Reptile & Amphibian Forums

Welcome to kingsnake.com's message board system. Here you may share and discuss information with others about your favorite reptile and amphibian related topics such as care and feeding, caging requirements, permits and licenses, and more. Launched in 1997, the kingsnake.com message board system is one of the oldest and largest systems on the internet.

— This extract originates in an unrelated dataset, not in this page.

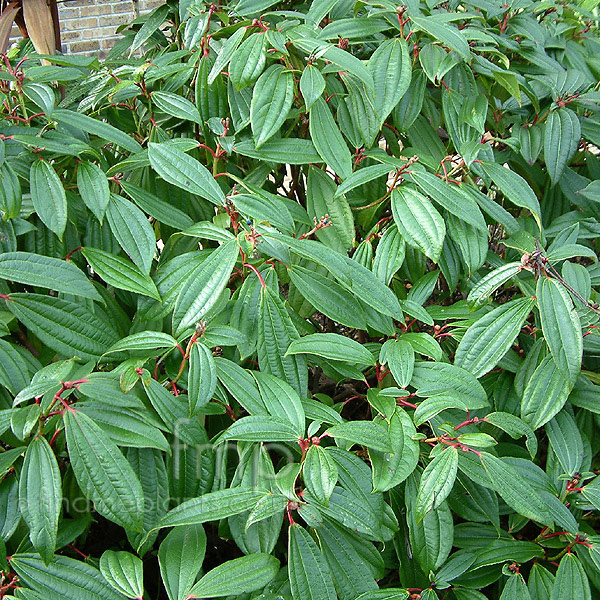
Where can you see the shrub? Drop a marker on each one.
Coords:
(300, 306)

Click here to visit Classifieds
Click here to visit Classifieds

Visual hets?

JackJebus Nov 29, 2007 08:15 PM

So we have a few markers that have lead us to believe we can sort through possible hets and say they are or should be het. At least with the kahl albino gene. I have noticed with a lot of het anerys that they tend to have a more yellow color to them. Anyone else notice that? There has to be a way to tell by a visual marker of some sort. Even het blood and leopard look different in my eyes.

Replies (4)

Ophidia_Junkie Nov 30, 2007 04:55 AM

>>So we have a few markers that have lead us to believe we can sort through possible hets and say they are or should be het. At least with the kahl albino gene. I have noticed with a lot of het anerys that they tend to have a more yellow color to them. Anyone else notice that? There has to be a way to tell by a visual marker of some sort. Even het blood and leopard look different in my eyes.
__________________

Although I find it interesting, doesn't it sorta shoot the recessive theory out the window?
-----
Richard Carew
Sunset BCI
You laugh at me cuz I'm different! I laugh at you cuz you're all the same.
Stop Inhumane and Illegal Practices

JackJebus Nov 30, 2007 03:13 PM

it does but look at the paradigm for example. it is a dbl het by definition isnt it? The eyes on het albino have led people to believe it is a definite het. Look at ball pythons for example you have the mojave morph that is a visual morph and it is het leusistic. go figure :P

jscrick Nov 30, 2007 04:21 PM

Wouldn't that make the Leustistic phase the Super phase of Mojave?
jsc
-----
"As hard as I've tried, just can't NOT do this"
John Crickmer

Paul Hollander Nov 30, 2007 05:08 PM

The paradigm boa is not a double het. A double het is heterozygous for two gene pairs. The current best guess about the paradigm is that it has a Sharp albino gene paired with a caramel hypo gene. That is just one gene pair, making it a het instead of a double het. One member of a heterozygous gene pair must be a normal gene ONLY when there are a maximum of two alleles that can be plugged into the gene pair. When an allele list hits three or more, it is possible to make a heterozygous gene pair from two different mutant genes. It just happens that right now most allele lists for snakes contain only the normal allele and one mutant allele. More multiple allele situations will turn up as time goes by.

The more sensitive the test, the more likely that the tester is able to pick out the heterozygous individuals. "Dominant", "recessive", and "codominant" tend to be yes/no categories, while nature operates in shades of gray. When someone says he can pick out hets, I ask how reliable the test is and how easily can it be taught to someone else. If the instruction takes more than 10 minutes, and then the newly instructed person can't correctly identify 95% of the hets correctly, then I would not change the gene's classification to codominant.